A couple of years ago I read Tim Flannery's The Eternal Frontier - a full-fledged ecological history of North America from the end of the age of the dinosaurs to the modern era. One of the key themes (also covered in The Future Eaters) was how the arrival of humans around 13,000 years ago had changed the ecosystem. The extermination of North America's megafauna - mammoths, camels, sloths, giant armadillos, lions, cheetahs, and most recently the buffalo - transformed the landscape, and led to a severely unbalanced ecosystem. The lack of natural checks and balances from top predators and browsers has led to some species teetering on the brink of extinction, while others spread like plagues. Towards the end of the book, Flannery suggested an innovative solution for this problem: trying to rebuild the pre-human ecosystem:

I believe that the great question faced by park managers in North America today is whether, where it is suitable, they should reintroduce elephant, camel, Chacoan peccary, llama, panther and lion into their reserves. It is important to consider the truly gigantic species, for as G. Evelyn Hutchinson said in his 'Hints for an Agenda', if one has to prioritise, it's good to know 'how big is it and how fast does it happen?' As far as megafauna is concerned, we could begin with considering the two living species of elephant and their suitability as ecological replacements for the mammoth (the Indian elephant is closest) and the mastodon (the African elephant bears some similarities).

Flannery also suggests that this should eventually spread beyond national parks and conservation reserves to provide land management for humans. Reportedly such a scheme has been successful in the Sonoran Desert, where "a diverse assemblage of introduced browsers and grazers can produce higher yields per hectare to ranchers than can cattle alone".

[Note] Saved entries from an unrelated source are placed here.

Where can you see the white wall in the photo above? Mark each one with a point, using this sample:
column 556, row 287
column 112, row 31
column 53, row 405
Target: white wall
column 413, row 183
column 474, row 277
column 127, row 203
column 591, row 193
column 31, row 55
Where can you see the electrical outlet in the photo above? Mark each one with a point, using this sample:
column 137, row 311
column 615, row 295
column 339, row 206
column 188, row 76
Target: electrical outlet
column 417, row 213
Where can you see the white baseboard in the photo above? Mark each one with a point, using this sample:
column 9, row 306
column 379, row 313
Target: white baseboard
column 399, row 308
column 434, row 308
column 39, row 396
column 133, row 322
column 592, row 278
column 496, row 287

Now, this idea has gained further support, with scientists at Cornell University suggesting the reintroduction of analogues for extinct species in order to

revitalise ecosystems, generate ecotourism and create land management jobs to help struggling economies in rural areas of the US.


The "rewilding" scheme, outlined in the journal Nature, would unfold in several phases. To start with, small numbers of animals, including elephants and lions, would be released on private land.

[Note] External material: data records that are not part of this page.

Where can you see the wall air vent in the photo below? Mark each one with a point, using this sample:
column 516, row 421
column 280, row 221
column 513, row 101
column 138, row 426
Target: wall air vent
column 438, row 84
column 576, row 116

Each step would be carefully guided by the fossil record and scientific assessments of the environmental impact. Ultimately, one or more "ecological history parks" covering vast areas of economically depressed parts of the Great Plains would be opened up.

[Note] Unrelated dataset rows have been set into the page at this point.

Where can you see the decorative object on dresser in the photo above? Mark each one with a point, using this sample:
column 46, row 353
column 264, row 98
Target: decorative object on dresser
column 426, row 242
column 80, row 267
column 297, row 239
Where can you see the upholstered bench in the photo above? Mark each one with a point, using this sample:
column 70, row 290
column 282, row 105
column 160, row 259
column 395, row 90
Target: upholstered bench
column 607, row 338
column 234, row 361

As in Africa, perimeter fencing would limit the movement of elephants and large carnivores that might endanger human settlements.

I think this is an interesting idea and a grand experiment in ecological management. It will be interesting to see how it turns out.


i've heard a similar sort of argument in relation to grazing in australia.

graziers will struggle to grow domestic species like beef, but complain that kangaroo is a pest...

in the early days the only way their ranches survived was through government subsidies and using aboriginals as slave labour.

but growing roos? apparently the things are only good for dog tucker. which is bulldust, roo is damn tasty.

Posted by Anonymous : 8/18/2005 03:39:00 PM

I regularly eat roo. Its a good, lean meat, and as I'm currently cut off from my traditional venison supply, it makes a good replacement. However, they're legally not _allowed_ to farm it here (in the ACT, at least) - all roo meat sold is required to be shot by registered cullers, not farmed.

Posted by Weekend_Viking : 8/18/2005 03:44:00 PM

I love the way Victorian supermarkets keep the roo in the pet food chiller.

Posted by Anonymous : 8/18/2005 04:12:00 PM

Bring on the animals!
the only problem is htey will get in the way of the GE mega fauna that we should be reintroducing in a few decades

Posted by Genius : 8/18/2005 08:28:00 PM

i think that most of that roo meat sold in supermarkets is just shot in the wild and not treated hygienically.

but there's a bush tucker butcher in Clayton, Melbourne for instance that sells roo in cryopacks.

it is a good meat. if you sear it and then barbeque it to medium rare (at the very, very most), it is seriously good.

but then that could be why people don't eat it... if you overcook it it turns to leather.

and, on the subject, camel is almost exactly beef. tried some in the NT and it was great.